Misalnya, hewan yang memiiliki banyak pengalaman di kotak teka – teki kemungkinan
akan memecahkan problem dengan lebih cepat ketimbang hewan yang baru saja
dimasukkan ke kotak itu. Lebih jauh, hewan yang kekurangan makan selama periode
waktu yang lebih lama kemungkinan akan merasakan suatu makanan lebih memuaskan
ketimbang hewan yang sudah agak kenyang. Dengan konsep set atau atau sikap inilah
thorndike mengakui bahwa keadaan hewan sampai tingkat tertentu inilah yang akan
menentukan apa – apa yang memuakan atau menjengkelkan.

Contoh lain yaitu ketika seorang anak melakukan proses belajar. Informasi yang dia
terima akan diterima jika kondisi dia baik. Sedangkan informasi tidak akan dia terima
dengan baik apabila dia sedang sakit.

3) Prepotency of Element (Hukum Aktivitas Berat Sebelah)


Prepotency of element ( prapotensi elemen ) adalah apa yang oleh Thorendike
dinamakan “ aktivitas parsial dari suatu situasi “. Ini mengacu pada fakta bahwa hanya
beberapa elemen dari situasi yang akan mengatur perilaku. Dengan gagasan prapotensi
elemen ini Thorndike mengakui kompleksitas lingkungan dan menyimpulkan bahwa
kita merespons secara selektif terhadap aspek – aspek lingkingan. Dengan kata lain
setiap individu melakukan proses belajar akan merespons selektif terhadap aspek-aspek
lingkungan. Cara merespons terhadap stimuli akan bergantung pada apa yang
diperhatikan dan respons apa yang diberikan untuk sesuatu hal yang diperhatikannya.
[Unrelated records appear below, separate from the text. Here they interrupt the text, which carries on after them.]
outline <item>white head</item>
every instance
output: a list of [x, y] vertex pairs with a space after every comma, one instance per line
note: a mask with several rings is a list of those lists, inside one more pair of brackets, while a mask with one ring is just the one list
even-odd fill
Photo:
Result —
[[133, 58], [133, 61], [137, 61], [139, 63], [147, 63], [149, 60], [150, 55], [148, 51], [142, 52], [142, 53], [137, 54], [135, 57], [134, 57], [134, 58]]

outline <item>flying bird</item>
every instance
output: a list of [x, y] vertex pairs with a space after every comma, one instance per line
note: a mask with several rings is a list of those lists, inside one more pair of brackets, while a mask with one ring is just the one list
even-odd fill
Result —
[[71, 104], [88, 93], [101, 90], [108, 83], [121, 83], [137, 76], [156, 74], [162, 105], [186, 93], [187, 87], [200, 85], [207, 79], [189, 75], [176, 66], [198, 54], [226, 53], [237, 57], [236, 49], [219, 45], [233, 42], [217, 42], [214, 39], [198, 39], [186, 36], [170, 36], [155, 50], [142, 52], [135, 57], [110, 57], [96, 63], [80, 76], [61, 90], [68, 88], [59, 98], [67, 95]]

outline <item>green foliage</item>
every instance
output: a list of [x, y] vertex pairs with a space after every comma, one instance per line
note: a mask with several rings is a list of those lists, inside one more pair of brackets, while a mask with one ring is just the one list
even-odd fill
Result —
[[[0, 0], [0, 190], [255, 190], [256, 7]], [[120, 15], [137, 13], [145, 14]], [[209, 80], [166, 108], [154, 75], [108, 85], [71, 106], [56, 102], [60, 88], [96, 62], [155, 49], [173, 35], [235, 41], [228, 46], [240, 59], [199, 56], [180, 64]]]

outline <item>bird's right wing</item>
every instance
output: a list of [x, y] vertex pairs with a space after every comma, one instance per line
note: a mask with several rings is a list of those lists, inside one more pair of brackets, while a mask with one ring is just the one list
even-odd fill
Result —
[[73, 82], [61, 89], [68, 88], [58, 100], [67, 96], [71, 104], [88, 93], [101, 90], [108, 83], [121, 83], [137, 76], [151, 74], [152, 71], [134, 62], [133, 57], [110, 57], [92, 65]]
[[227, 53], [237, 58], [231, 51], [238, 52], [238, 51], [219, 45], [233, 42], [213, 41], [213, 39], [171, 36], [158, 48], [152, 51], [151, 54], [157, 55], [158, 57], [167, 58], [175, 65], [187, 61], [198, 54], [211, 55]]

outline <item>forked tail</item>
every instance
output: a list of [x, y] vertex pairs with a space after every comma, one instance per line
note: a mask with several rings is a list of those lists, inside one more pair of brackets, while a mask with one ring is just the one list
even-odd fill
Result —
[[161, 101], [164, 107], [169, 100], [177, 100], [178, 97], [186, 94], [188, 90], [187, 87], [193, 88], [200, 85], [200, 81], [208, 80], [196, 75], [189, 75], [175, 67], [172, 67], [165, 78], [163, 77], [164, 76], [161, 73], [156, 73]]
Contoh: Didalam kelas guru sedang memberikan penjelasan tentang Lingkaran. Siswa
yang memperhatikan tidak akan perduli dengan keadaan diluar kelas dan akan
memberikan respons dari stimulus (penjelasan tentang lingkaran) yang ada.
4) Response by Anology (Hukum Respon melalui Analogi)
Individu dapat melakukan respons pada situasi yang belum pernah dialami karena
individu sesungguhnya dapat menghubungkan situasi yang belum pernah dialami
dengan situasi lama yang pernah dialami sehingga terjadi transfer atau
perpindahan unsur-unsur yang telah dikenal ke situasi baru. Semakin banyak
unsur yang sama, maka transfer akan semakin mudah
5) Associative Shifting (Hukum Perpindahan Asosiasi)
Proses peralihan dari situasi yang dikenal ke situasi yang belum dikenal dilakukan
secara bertahap dengan cara menambahkan sedikit demi sedikit unsur lama.